Las Vegas (and Puerto Rico)

It may seem unfortunate that I chose last night to post the adage below under the title of Today's News, when today's major news story would be a mass shooting in Las Vegas, where guns and gun shows are big business.

 But without demeaning the pain and suffering involved in this horrific event, the adage suggests both the evanescence of the surrounding situation, and in a different way, the depressingly repetitive nature of the event taken as a whole, within the current context.

If the United States survives as a civilized nation for another century, it will have universal healthcare and effective gun control.  As both ideas or ideals and as ongoing policies with bureaucracies and rules to carry them out, these are features of civilized nations now.  They are so important to the needs of civilization going forward that the US cannot continue as an exception over the long run.

But the short term is something else, and a number of essays point out the numbing ritual of political response.  Several (for example, here) also point out that because the shooter is apparently a white guy (with a huge and sophisticated arsenal in a hotel room), it will become a story of a crazed individual, but if it had been someone of a different type, it would be a rallying cry for repression.

James Fallows essay at the Atlantic--Two Dark American Truths From Las Vegas-- covers both aspects: "The first is that America will not stop these shootings.
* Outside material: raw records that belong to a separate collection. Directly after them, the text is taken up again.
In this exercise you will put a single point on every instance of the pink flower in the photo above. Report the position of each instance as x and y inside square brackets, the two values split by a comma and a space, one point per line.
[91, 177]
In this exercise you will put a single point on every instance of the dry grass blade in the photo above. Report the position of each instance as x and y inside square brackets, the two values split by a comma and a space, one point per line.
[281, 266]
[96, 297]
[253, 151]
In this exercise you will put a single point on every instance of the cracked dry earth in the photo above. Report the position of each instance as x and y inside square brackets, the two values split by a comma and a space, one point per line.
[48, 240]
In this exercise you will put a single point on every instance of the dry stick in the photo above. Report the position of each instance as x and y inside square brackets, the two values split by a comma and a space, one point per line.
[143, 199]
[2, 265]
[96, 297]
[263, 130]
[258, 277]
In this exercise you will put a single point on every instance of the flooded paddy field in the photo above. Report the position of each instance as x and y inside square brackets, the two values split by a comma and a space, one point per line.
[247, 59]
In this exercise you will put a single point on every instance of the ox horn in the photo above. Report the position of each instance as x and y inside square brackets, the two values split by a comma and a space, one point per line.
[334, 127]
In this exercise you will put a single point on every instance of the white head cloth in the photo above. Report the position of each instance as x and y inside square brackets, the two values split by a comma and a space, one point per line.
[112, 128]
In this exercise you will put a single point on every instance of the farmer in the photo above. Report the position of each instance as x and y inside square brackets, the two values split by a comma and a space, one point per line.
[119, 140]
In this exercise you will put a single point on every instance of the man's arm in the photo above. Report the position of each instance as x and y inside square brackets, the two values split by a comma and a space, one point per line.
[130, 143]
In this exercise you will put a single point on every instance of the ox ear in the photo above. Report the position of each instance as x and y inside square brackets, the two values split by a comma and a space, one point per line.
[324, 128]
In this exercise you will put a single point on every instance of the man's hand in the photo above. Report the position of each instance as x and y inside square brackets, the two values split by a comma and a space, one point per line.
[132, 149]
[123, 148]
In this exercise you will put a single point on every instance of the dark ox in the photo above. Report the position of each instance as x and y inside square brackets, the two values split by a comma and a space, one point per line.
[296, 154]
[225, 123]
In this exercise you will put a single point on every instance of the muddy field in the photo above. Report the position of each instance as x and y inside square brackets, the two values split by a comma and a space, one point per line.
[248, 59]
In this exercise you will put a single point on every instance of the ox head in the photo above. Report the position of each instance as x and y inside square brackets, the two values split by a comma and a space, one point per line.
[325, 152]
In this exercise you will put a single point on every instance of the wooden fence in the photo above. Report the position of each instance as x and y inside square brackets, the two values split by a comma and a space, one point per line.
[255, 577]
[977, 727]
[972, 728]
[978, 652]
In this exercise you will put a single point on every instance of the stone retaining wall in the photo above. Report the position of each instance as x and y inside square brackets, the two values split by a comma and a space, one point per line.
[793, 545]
They will go on. We all know that, which makes the immediate wave of grief even worse."  

He notes examples of other countries that have enacted gun control after mass shootings, and have stopped them or at least made them less frequent and deadly."No other society allows the massacres to keep happening. Everyone around the world knows this about the United States. It is the worst aspect of the American national identity."
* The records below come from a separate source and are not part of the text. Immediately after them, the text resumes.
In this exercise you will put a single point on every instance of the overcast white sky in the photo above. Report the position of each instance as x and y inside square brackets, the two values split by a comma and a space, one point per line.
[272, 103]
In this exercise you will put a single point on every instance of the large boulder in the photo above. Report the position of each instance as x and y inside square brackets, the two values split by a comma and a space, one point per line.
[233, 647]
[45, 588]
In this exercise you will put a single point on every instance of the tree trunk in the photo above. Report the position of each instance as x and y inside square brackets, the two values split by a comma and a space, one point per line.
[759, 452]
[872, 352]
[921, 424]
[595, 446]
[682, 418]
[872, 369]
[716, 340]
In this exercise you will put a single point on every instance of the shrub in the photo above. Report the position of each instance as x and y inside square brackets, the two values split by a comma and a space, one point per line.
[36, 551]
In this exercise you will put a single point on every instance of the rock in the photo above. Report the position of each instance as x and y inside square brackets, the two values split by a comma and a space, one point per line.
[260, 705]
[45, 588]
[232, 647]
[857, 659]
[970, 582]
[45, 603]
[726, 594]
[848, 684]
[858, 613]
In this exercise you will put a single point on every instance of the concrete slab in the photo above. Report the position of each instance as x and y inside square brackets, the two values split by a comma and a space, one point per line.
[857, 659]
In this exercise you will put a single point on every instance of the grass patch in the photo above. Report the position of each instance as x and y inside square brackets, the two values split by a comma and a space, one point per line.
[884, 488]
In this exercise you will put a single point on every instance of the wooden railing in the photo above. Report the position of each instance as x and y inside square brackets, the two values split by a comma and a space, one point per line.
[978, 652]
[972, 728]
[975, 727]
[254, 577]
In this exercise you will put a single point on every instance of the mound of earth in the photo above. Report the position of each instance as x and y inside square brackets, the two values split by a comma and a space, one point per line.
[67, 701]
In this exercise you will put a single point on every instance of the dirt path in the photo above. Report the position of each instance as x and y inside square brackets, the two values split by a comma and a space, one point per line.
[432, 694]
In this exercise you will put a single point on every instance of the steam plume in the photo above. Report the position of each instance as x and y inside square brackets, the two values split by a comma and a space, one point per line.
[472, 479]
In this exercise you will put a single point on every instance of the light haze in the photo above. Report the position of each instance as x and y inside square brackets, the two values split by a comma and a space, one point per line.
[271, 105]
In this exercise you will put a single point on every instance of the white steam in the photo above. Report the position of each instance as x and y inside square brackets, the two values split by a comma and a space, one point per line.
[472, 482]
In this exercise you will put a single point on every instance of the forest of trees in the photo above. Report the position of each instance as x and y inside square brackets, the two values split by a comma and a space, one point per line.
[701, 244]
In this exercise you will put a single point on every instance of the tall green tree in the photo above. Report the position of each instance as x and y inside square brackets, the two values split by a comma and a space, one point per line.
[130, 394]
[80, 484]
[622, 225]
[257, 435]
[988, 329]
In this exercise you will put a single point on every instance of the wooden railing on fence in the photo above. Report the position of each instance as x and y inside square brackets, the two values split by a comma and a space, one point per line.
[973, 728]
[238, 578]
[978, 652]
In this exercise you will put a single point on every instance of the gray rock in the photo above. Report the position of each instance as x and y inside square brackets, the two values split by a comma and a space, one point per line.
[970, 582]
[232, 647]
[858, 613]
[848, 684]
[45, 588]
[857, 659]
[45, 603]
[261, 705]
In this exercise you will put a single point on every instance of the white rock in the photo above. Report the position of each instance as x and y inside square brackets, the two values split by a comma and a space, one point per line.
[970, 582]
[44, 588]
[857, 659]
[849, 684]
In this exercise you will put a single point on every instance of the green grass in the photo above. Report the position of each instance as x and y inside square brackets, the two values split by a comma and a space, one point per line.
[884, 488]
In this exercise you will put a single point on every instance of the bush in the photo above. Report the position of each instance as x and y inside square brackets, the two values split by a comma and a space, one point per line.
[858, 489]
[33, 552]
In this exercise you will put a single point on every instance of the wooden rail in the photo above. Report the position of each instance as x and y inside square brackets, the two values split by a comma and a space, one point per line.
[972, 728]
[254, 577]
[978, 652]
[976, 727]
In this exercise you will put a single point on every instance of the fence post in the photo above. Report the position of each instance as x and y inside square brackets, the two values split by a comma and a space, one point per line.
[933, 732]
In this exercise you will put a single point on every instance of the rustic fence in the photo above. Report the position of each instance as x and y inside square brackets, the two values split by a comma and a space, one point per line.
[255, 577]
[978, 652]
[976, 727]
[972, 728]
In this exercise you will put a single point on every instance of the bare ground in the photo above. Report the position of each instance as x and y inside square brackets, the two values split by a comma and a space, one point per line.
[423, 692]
He points out that the perpetrators of mass killings in America are almost always white men, but what if this one was not?  That's the other dark truth:

"If they had Arab-sounding names, this would be a new episode of jihad. How often has Donald Trump invoked “San Bernardino” in his speeches, as shorthand for the terrorist threat in our heartland?
If they were Mexican, they would demonstrate the perils of immigration, and that Mexico is “not sending its best people.”
If they had been illegal immigrants, they’d dramatize the need to crack down harder, right now.
And if they had been black, I shudder to imagine the consequences."


Further, I point out another set of victims: the people of Puerto Rico and other islands devastated by Hurricane Maria.  With this story diverting the necessary attention to fuel a sense of urgency, their needs are likely to be ignored.  Thirst and hunger are just as deadly as guns.